Kohn is important to Calhoun's account of nationalism because Kohn recognised very clearly that ordinary people typically need a sense of belonging and identity, and a sense of being rooted in a landscape. The dream of cosmopolitan governance needs to take these nationalist sentiments seriously when considering the possibilities of a more united world. The political task is how to achieve cosmopolitanism that does not ignore or suppress deeply felt cultural and language differences. Various intellectual traditions have emerged that attempt to address the conundrum between particularity and universalism in terms of multiculturalism (Charles Taylor), constitutional patriotism (Jürgen Habermas), patriotism (Maurizio Viroli) and postnational or multicultural citizenship (Will Kymlicka).
It is not self-evident that Calhoun has any neat solutions to these troublesome issues and we should probably not expect any. He makes three fundamental points and all are valid. First, he wants to insist on what I take to be an absolutely fundamental sociological argument about nationalism, namely that ‘nationalism is a reminder that democracy depends on solidarity’ (p. 166), and that this solidarity is typically nationalist. Secondly, not every form of nationalism is pernicious and nationalism has been combined successfully with democracy and citizenship.

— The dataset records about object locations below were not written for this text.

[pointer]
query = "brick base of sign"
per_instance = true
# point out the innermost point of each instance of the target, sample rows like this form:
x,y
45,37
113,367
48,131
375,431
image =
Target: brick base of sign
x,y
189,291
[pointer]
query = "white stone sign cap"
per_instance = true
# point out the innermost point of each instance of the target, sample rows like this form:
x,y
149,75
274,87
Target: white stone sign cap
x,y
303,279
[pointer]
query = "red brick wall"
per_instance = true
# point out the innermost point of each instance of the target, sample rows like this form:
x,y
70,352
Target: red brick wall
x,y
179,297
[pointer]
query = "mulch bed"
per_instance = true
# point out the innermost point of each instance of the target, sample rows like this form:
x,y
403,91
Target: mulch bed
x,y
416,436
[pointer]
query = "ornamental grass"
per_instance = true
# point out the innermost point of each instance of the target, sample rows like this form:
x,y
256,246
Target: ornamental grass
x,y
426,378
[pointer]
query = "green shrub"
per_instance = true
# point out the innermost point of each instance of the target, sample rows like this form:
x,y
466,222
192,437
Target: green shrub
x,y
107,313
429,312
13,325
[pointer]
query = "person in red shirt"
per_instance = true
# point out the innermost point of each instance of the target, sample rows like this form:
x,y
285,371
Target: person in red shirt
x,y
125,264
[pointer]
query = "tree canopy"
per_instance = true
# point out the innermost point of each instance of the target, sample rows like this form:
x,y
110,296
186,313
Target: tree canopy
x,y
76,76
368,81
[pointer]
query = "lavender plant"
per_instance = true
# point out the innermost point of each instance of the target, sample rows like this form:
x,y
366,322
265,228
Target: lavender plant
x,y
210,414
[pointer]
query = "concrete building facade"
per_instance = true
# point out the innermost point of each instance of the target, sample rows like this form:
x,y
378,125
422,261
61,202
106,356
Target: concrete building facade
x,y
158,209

Thirdly, to paraphrase the final sentence of this study, seeking to bypass nationalism in pursuit of a rational universalism may reflect a dangerous illusion.
Each of these arguments is important. But readers of this book will probably entertain at least two minor criticisms. As with all collections of articles (even where they have been thoroughly revised) there is considerable repetition and overlap between the chapters. In addition, the book would have been more coherent if chapter six on Kohn's account of liberal nationalism had come at the front and not the rear of the book. A second criticism is that, given the sub-title of this study, there is in fact relatively little on cosmopolitanism, but we should be pleased to observe that according to footnote 9 on page 208, his Cosmopolitanism and Belonging is forthcoming.